Our study has some limitations. First, this study included community-dwelling older adults who were functionally independent and engaged in community activities; the participants were the residents of a rural area in Taiwan. Thus, our findings may not be generalized beyond the study population because our data may not represent normative data. Normative data can be obtained by conducting studies involving a large and randomly selected representative sample from a wide population. Age, sex, and ethnicity should all be considered when defining the reference population. Moreover, older adults who do not participate in community activities must also be assessed. Online surveys may be conducted to collect normative data—something we wish to explore in our future studies given the suitability of our test model. Second, women outnumbered men in the present study. Similarly, in a study on the fitness levels of older people residing in the United States, the number of female participants was higher than that of male participants (men, 2,135; women, 5,048). By contrast, in a similar study conducted in Taiwan, the number of men was higher than that of women.

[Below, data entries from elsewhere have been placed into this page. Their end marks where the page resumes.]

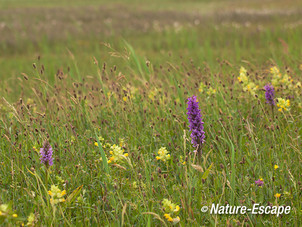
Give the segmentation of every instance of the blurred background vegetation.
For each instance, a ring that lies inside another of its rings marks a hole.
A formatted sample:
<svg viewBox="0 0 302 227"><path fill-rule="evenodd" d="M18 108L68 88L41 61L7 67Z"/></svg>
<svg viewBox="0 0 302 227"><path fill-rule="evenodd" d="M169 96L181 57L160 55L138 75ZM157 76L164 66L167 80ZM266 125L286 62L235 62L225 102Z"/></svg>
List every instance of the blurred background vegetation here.
<svg viewBox="0 0 302 227"><path fill-rule="evenodd" d="M68 67L71 75L95 74L93 57L122 70L127 64L104 43L123 51L125 40L154 64L183 57L212 69L227 60L238 67L295 62L298 70L302 1L1 0L2 88L33 72L38 56L50 78Z"/></svg>

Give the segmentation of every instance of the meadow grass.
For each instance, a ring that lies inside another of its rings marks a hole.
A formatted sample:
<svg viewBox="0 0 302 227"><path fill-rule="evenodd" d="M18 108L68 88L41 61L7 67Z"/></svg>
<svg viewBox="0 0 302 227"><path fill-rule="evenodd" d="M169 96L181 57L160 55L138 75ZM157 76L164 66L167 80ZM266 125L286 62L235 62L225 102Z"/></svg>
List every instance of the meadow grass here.
<svg viewBox="0 0 302 227"><path fill-rule="evenodd" d="M16 26L0 38L0 223L300 226L301 4L269 2L272 13L255 16L234 13L231 1L130 2L142 14L151 12L150 29L113 23L113 33L69 30L46 38L33 25L36 33L22 38ZM83 2L77 3L72 10L79 13ZM68 8L67 1L1 4L2 12L22 14L29 7L34 15L35 8L59 16ZM106 6L115 12L121 4ZM261 8L259 1L238 4ZM214 13L223 6L227 15ZM129 20L145 18L125 7ZM209 14L192 16L198 7ZM291 13L282 16L280 9ZM175 24L161 11L184 18ZM13 19L0 18L14 26ZM287 110L266 103L268 83L275 98L290 100ZM201 156L187 119L193 95L206 136ZM44 141L53 149L50 167L40 161ZM168 153L161 156L163 147ZM212 203L291 206L291 212L201 212Z"/></svg>

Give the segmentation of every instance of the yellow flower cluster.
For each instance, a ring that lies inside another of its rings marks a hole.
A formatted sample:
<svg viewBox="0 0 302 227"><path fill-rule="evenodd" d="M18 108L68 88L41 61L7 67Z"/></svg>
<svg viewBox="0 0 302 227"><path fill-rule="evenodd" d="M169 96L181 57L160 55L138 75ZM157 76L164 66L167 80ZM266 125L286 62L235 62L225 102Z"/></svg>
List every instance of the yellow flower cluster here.
<svg viewBox="0 0 302 227"><path fill-rule="evenodd" d="M173 222L173 224L176 224L178 222L180 222L180 217L177 216L176 218L172 218L170 214L164 214L164 217L169 221L169 222Z"/></svg>
<svg viewBox="0 0 302 227"><path fill-rule="evenodd" d="M168 199L164 199L162 201L163 209L165 211L164 217L169 221L176 224L180 221L179 216L176 216L180 210L180 207L174 203L172 203ZM176 217L175 217L176 216ZM174 217L174 218L173 218Z"/></svg>
<svg viewBox="0 0 302 227"><path fill-rule="evenodd" d="M157 89L157 88L154 88L152 89L150 92L149 92L149 99L151 99L152 101L155 100L155 97L159 94L159 92L161 91L161 89Z"/></svg>
<svg viewBox="0 0 302 227"><path fill-rule="evenodd" d="M123 138L120 138L119 139L119 145L120 145L120 147L123 147L124 145L125 145L125 139L123 139Z"/></svg>
<svg viewBox="0 0 302 227"><path fill-rule="evenodd" d="M275 194L275 197L276 197L277 199L280 198L280 196L281 196L280 193L276 193L276 194Z"/></svg>
<svg viewBox="0 0 302 227"><path fill-rule="evenodd" d="M283 88L286 88L286 87L292 88L293 79L290 76L288 76L287 74L284 74L282 76L282 74L280 73L280 70L276 66L272 67L270 69L270 72L273 76L272 85L276 89L279 89L281 86Z"/></svg>
<svg viewBox="0 0 302 227"><path fill-rule="evenodd" d="M170 154L165 147L161 147L157 153L159 155L159 156L156 156L157 160L162 160L165 162L170 159Z"/></svg>
<svg viewBox="0 0 302 227"><path fill-rule="evenodd" d="M28 98L26 101L26 105L31 105L34 104L34 100L32 100L31 98Z"/></svg>
<svg viewBox="0 0 302 227"><path fill-rule="evenodd" d="M63 198L66 195L66 191L61 191L58 186L51 185L50 191L48 191L48 195L50 195L50 203L51 205L56 205L58 203L65 202Z"/></svg>
<svg viewBox="0 0 302 227"><path fill-rule="evenodd" d="M135 99L135 95L136 95L138 89L136 87L127 85L126 87L123 87L123 91L125 94L125 96L123 97L123 101L127 102L128 100Z"/></svg>
<svg viewBox="0 0 302 227"><path fill-rule="evenodd" d="M180 207L178 205L172 203L168 199L163 199L162 203L163 203L163 208L167 213L178 212L180 210Z"/></svg>
<svg viewBox="0 0 302 227"><path fill-rule="evenodd" d="M298 81L295 85L293 85L294 87L294 91L296 93L297 96L300 96L301 97L301 88L302 88L302 85L301 85L301 82ZM301 103L299 103L301 105Z"/></svg>
<svg viewBox="0 0 302 227"><path fill-rule="evenodd" d="M200 84L199 84L199 89L198 89L199 92L200 92L200 93L203 93L203 92L205 91L205 88L207 88L207 86L206 86L204 83L200 82ZM214 88L212 88L212 87L209 87L209 88L207 89L207 94L208 94L209 96L216 94L216 89L214 89Z"/></svg>
<svg viewBox="0 0 302 227"><path fill-rule="evenodd" d="M109 158L108 163L122 162L128 156L128 153L124 152L120 146L112 145L109 151L112 156Z"/></svg>
<svg viewBox="0 0 302 227"><path fill-rule="evenodd" d="M247 71L244 67L241 66L240 71L239 71L239 77L237 78L239 80L239 82L241 83L248 83L249 82L249 78L247 77Z"/></svg>
<svg viewBox="0 0 302 227"><path fill-rule="evenodd" d="M36 217L34 213L30 213L27 218L27 224L26 226L35 226Z"/></svg>
<svg viewBox="0 0 302 227"><path fill-rule="evenodd" d="M99 136L99 141L100 141L102 147L103 147L103 148L110 147L110 146L111 146L110 143L104 143L104 140L105 140L105 139L104 139L103 137ZM96 147L99 146L98 142L95 142L94 145L95 145Z"/></svg>
<svg viewBox="0 0 302 227"><path fill-rule="evenodd" d="M187 163L181 155L179 156L179 162L183 165L185 165Z"/></svg>
<svg viewBox="0 0 302 227"><path fill-rule="evenodd" d="M1 204L0 205L0 218L4 217L4 218L17 218L18 215L13 213L11 211L11 207L8 204Z"/></svg>
<svg viewBox="0 0 302 227"><path fill-rule="evenodd" d="M242 83L243 91L248 91L252 95L255 95L258 85L249 80L247 76L247 71L244 67L241 66L239 71L239 77L237 78L240 83Z"/></svg>
<svg viewBox="0 0 302 227"><path fill-rule="evenodd" d="M114 92L112 92L112 91L109 91L109 92L107 92L107 96L108 96L108 98L110 99L111 97L113 97L113 98L117 98L117 95L116 95L116 93L114 93Z"/></svg>
<svg viewBox="0 0 302 227"><path fill-rule="evenodd" d="M270 72L273 76L281 77L280 70L276 66L272 67Z"/></svg>
<svg viewBox="0 0 302 227"><path fill-rule="evenodd" d="M272 78L272 84L275 86L275 88L278 90L281 87L283 89L288 88L291 91L294 91L297 96L301 95L301 82L300 81L294 81L290 76L287 74L280 73L279 69L277 67L272 67L270 70L273 78Z"/></svg>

This difference between the participation of men and women may be attributed to cultural and geographical factors; however, further studies are needed. Owing to the sex-specific differences, the sample size of men in our study (n = 547) might not have been adequate. Third, the cross-sectional design of the present study precluded causal inference. To investigate the possible causal relationship between HGS and physical fitness, a longitudinal design or qualitative methodology must be used in future studies. Finally, several researchers conducted the physical fitness tests and managed (i.e., arrangement, input, and evaluation) the obtained data. Thus, human error might have occurred. Nevertheless, to reduce data collection–related variability and enhance test efficiency and accuracy, we used a sensor-assisted physical fitness test system to evaluate the physical fitness of the participants.

Conclusions

The age- and sex-specific reference values for physical fitness may facilitate the interpretation of physical fitness test results. These values can be used by health-care professionals to warn their patients regarding any risk of functional decline. In addition, the reference values can be used to design effective exercise programs for community-dwelling older adults. The stepwise regression analysis indicated that young men with high BMI values and high levels of performance in the 8-foot up-and-go and back scratch tests exhibit high HGS. Furthermore, the sex-specific analysis suggested that HGS is associated with upper and lower limb strength in women and men, respectively. Thus, our model and reference values may be useful for designing tailored programs for promoting health in older adults.